Ces derniers considèrent qu'il ne s'agit pas seulement d'une ingérence flagrante dans les affaires libanaises de la part du régime syrien, mais aussi d'une agression contre le Liban et un coup porté à l'État libanais.
Ce commentaire, estime-t-on dans ces milieux, suffit à démentir toutes les allégations selon lesquelles la Syrie ne joue pas un rôle négatif sur la scène libanaise.

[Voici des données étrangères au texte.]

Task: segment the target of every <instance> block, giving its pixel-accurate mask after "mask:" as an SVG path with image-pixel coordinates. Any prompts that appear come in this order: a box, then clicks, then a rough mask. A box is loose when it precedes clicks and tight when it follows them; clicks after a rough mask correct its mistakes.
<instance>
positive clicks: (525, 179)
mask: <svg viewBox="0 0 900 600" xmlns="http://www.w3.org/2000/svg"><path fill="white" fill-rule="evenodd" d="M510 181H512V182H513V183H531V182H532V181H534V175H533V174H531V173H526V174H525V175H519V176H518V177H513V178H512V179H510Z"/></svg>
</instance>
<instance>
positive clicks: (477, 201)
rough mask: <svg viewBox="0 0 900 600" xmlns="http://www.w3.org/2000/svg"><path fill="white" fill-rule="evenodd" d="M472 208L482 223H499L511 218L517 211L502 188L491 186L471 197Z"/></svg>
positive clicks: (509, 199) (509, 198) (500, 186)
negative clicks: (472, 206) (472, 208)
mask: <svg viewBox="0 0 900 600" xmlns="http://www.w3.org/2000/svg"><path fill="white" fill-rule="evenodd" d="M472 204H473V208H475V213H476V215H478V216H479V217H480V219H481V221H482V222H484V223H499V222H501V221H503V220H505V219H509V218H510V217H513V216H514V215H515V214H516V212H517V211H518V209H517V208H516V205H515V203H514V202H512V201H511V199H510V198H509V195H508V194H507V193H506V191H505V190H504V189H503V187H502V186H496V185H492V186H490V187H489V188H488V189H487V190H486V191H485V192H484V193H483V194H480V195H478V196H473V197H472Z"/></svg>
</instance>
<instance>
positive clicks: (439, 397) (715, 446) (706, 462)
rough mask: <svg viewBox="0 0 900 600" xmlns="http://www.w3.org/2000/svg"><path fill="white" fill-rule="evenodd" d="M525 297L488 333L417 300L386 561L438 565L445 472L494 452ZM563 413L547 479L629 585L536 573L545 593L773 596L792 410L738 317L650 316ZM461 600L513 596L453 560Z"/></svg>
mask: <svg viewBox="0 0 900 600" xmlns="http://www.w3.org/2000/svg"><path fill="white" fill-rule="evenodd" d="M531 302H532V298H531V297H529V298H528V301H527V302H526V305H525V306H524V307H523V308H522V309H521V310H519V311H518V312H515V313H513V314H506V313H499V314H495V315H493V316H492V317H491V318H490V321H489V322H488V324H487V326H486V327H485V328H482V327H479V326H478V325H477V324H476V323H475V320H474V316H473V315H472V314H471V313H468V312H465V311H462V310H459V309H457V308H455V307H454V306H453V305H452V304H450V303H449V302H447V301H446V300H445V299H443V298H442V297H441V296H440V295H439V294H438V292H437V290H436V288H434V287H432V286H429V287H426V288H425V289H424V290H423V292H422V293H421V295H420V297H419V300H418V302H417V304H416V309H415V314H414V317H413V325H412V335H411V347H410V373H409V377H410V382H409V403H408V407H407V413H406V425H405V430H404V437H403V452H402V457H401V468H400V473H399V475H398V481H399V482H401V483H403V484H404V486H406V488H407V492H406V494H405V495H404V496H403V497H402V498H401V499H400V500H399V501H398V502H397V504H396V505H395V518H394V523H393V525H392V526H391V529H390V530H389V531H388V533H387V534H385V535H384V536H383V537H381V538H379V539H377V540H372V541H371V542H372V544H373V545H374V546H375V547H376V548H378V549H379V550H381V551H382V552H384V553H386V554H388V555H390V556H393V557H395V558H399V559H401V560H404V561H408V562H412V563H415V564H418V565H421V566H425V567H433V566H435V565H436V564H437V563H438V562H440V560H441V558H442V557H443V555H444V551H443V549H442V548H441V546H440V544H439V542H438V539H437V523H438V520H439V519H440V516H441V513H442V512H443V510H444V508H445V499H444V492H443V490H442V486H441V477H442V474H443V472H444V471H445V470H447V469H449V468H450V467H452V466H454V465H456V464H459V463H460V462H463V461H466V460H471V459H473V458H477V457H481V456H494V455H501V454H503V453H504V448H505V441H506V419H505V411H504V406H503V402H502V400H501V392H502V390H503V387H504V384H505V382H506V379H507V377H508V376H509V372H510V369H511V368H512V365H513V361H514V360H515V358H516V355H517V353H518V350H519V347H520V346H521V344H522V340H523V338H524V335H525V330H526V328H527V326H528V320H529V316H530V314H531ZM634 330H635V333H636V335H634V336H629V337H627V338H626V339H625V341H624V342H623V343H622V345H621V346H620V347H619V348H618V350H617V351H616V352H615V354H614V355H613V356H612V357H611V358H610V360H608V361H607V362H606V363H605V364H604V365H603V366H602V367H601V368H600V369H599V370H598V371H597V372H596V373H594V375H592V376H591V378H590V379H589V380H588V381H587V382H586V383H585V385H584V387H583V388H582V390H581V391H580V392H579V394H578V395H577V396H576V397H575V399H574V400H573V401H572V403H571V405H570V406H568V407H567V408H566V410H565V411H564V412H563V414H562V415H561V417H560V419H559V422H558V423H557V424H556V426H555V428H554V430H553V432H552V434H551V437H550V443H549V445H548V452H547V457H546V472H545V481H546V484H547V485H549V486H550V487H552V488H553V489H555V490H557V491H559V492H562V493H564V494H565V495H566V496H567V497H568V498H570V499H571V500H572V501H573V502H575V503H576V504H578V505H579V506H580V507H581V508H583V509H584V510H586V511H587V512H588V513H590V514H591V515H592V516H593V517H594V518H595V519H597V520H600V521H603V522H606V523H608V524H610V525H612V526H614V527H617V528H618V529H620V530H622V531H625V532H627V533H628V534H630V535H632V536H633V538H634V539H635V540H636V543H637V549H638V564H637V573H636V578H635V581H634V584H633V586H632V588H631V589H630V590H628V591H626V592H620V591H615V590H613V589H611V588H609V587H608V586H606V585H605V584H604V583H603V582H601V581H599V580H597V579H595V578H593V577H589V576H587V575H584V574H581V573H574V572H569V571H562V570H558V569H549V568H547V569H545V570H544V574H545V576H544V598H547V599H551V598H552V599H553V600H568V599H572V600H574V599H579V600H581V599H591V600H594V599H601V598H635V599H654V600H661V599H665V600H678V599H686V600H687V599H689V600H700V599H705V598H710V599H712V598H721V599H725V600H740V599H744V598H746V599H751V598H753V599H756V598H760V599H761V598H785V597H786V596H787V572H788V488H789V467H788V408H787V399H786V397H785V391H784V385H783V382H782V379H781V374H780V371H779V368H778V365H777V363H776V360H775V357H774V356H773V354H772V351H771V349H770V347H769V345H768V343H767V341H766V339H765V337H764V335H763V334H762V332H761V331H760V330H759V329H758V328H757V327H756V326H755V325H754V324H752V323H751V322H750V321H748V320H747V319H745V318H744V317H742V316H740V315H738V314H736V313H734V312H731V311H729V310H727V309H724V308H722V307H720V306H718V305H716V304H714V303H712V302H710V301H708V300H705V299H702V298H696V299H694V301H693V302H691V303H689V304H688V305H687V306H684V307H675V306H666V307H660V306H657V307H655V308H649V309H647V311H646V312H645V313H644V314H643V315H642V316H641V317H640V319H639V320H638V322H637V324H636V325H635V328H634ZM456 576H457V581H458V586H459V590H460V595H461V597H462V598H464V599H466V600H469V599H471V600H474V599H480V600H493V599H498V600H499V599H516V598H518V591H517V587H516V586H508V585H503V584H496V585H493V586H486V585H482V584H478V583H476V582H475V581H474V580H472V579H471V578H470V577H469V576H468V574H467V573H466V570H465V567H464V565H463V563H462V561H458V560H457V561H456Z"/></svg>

Techrine a publié son commentaire au moment où la diplomatie syrienne se mobilise en direction de Washington, de Paris et de Riyad pour faire fructifier sa carte libanaise. Cette mobilisation est survenue à la suite de la participation du président syrien Bachar el-Assad à l'inauguration de l'Université des sciences de la technologie du roi Abdallah, à Djeddah, et sa rencontre avec le souverain saoudien.
M. Assad a exploité politiquement cette rencontre, censée à la base être purement protocolaire, pour créer l'impression d'un rapprochement syro-saoudien, dont ses alliés au Liban se sont faits l'écho, et dont le pendant naturel serait une visite du roi à Damas.
Aussitôt après, on a vu le vice-ministre syrien des Affaires étrangères, Fayçal Mekdad, se rendre à Washington et être reçu, pour la première fois depuis trois ans, par l'administration américaine, avant que son patron, Walid Moallem, ne fasse escale à Paris sur son chemin de retour de New York, où il avait participé aux travaux de l'Assemblée générale des Nations unies.
Pour un député du 14 Mars, il est donc clair que la Syrie tente toujours de profiter de la carte libanaise, en comptant sur ses alliés au Liban, pour récolter des gains au niveau de ses relations avec les autres États arabes ainsi qu'avec l'Occident. Et, pour cela, Damas n'entend nullement se départir de cette carte.
En conséquence, souligne-t-on dans les milieux de la majorité, le processus de formation du gouvernement libanais dépend largement du mot d'ordre syrien et iranien.
Or il se trouve que les États-Unis, la France, et les autres acteurs internationaux et arabes attachés à l'indépendance du Liban ne demandent pas à la Syrie de contribuer à régler le problème dans ce pays, ni même d'aider à former le gouvernement, mais simplement de faciliter cette formation. Ces États craignent en effet de pousser Damas à considérer qu'un appel à l'aide est une invitation à s'ingérer dans les affaires libanaises. D'ailleurs, les États-Unis ont clairement fait savoir à la Syrie qu'aucune normalisation ne sera possible avec elle en l'absence d'un gouvernement libanais.
La Syrie sait pertinemment qu'obtenir une nouvelle « adjudication » au Liban est chose impossible pour elle, et que tout retour militaire et même politique dans ce pays lui est interdit. C'est pourquoi elle tente, par le biais de ses alliés libanais et avec la participation de l'Iran, de continuer à se saisir de la carte libanaise, tout en affirmant à qui intervient auprès d'elle qu'elle est incapable de faire pression sur ses alliés.
Face à la posture syrienne, les observateurs notent que l'initiative du vice-président américain, Joseph Biden, d'appeler lundi soir au téléphone le président de la République, Michel Sleiman, et le Premier ministre désigné, Saad Hariri, pour leur réaffirmer la constance de la politique américaine à l'égard du Liban et le rejet de toute solution qui se ferait aux dépens de ce pays, illustre franchement la position ferme tenue actuellement par les États-Unis face à Damas.
Pour en revenir au commentaire de Techrine, un responsable du 14 Mars estime qu'à travers cet article, la Syrie tente de suggérer que c'est le Liban qui n'est pas viable en tant qu'État, que son système est pourri et que les Libanais sont incapables de gérer leurs propres affaires. Autrement dit, qu'ils auraient besoin d'une tutelle.
Pour ce responsable, l'article de Techrine n'est donc qu'une « demande d'emploi » au Liban que la Syrie soumet à l'Occident.